= Ralph Vane =

English military campaigner novelist and critic

Sir Ralph Vane (also Ralph Fane, died 26 February 1552) was a supporter of Edward Seymour, 1st Duke of Somerset. He was hanged on Tower Hill as a result of factional strife.

==Life==
Ralph Vane or Fane was born at the manor of Badsell in Tudely, Kent in the reign of Henry VIII. He was a descendant of Sir John Fane who had received extensive estates in Kent as his reward for capturing John II king of France at the Battle of Poitiers in 1356. He was only son of Henry Fane or Vane of Hadlow, Kent, who was sheriff of Kent in 1508, and grandson of Henry Fane or Vane of Hildenborough, Tunbridge. He distinguished himself at the siege of Boulogne in 1544, when he was knighted.

Fane was nominated under Henry VIII's will to be steward (with Sir William Goring) of Lord Lincoln's lands. He took part in the Scottish campaign of 1547 under the Protector Somerset, and after the battle of Pinkie Cleugh at Musselburgh was created Knight banneret. Two others so honoured were Sir Francis Bryan and Sir Ralph Sadler, and Fane was one of the last three soldiers ever to be so knighted on the field of combat. As a supporter of the Protector he shared the favour of Edward VI, and received from him in 1550, a grant of the mansion and estates of Penshurst Place and manor of Lyghe, the forfeited property of Edward Stafford, 3rd Duke of Buckingham. He also received the Manor of Tonge, Kent.

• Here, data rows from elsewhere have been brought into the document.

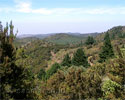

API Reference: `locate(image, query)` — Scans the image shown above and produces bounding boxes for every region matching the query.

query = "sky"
[0,0,125,35]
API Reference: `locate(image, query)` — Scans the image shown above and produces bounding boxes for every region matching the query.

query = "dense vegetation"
[0,22,125,100]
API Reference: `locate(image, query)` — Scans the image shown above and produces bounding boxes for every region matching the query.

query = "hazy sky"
[0,0,125,34]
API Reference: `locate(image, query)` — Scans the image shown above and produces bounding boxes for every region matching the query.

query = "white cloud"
[0,0,125,15]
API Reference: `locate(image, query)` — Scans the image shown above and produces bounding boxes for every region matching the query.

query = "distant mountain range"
[17,32,99,39]
[16,26,125,45]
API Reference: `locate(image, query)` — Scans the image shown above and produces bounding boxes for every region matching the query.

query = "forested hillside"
[0,22,125,100]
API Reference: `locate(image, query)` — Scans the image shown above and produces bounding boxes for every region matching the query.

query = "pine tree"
[99,32,114,62]
[61,54,71,67]
[85,36,95,45]
[72,48,89,67]
[37,69,46,80]
[46,63,61,79]
[0,21,35,100]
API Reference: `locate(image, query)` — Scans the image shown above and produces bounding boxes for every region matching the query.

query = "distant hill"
[96,26,125,41]
[44,33,98,45]
[14,37,39,47]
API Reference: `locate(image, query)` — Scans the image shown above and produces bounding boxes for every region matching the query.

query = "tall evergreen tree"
[72,48,89,67]
[61,54,71,67]
[0,21,35,100]
[99,32,114,62]
[85,36,95,45]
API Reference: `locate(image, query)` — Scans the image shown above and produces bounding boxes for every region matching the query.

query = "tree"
[37,69,46,80]
[61,54,71,67]
[72,48,89,67]
[85,36,95,45]
[46,63,60,79]
[0,21,35,100]
[99,32,114,62]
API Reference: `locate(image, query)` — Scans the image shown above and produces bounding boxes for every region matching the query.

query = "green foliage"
[46,63,61,79]
[99,33,114,62]
[45,33,85,45]
[0,21,37,100]
[61,54,71,67]
[102,80,121,99]
[85,36,95,45]
[72,48,89,67]
[37,69,46,80]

In October 1551, when John Dudley, 1st Duke of Northumberland moved against Somerset and his supporters, Fane was one of those charged with conspiring to murder Northumberland. He was arrested in a stable in Lambeth and sent to the Tower of London. On 27 January 1552 he was put on trial on the treasonable charge of conspiring to kill various privy councillors. In spite of his appeals to his military services and his strong denial of guilt, he was sentenced to death. The king described him at the trial as "answering like a ruffian". A warrant was signed by Edward on 25 February, and Fane was hanged the next day on Tower Hill. On the scaffold Fane repeated his plea of innocence. Of three companions also executed on 26 February 1552, Sir Miles Partridge was hanged and the other two, Sir Thomas Arundell and Sir Michael Stanhope, beheaded.

Fane's forfeited manor of Penshurst was given the same year to Sir William Sidney, and all the goods and chattels found in Fane's house at Westminster to Sir John Gate, a follower of Northumberland.

==Wife a benefactor==
John Strype states that Fane's widow, Elizabeth Brugge (daughter of Rouland Brugge, died 1540, and Margery Kelom), was a "liberal benefactor" to Protestants under Queen Mary and corresponded with Philpot and John Bradford. Her 12 Certaine Psalms of Godly Meditation (1550) contains 102 proverbs. It was published by Robert Crowley, who went into exile about 1552.

Lady Fane was described by John Foxe as a "a speciall Nourse and a great supporter [within] her power of the godly Saintes, which were imprisoned in Q[ueen] Marie's time." She died in Holborn, London, in 1568.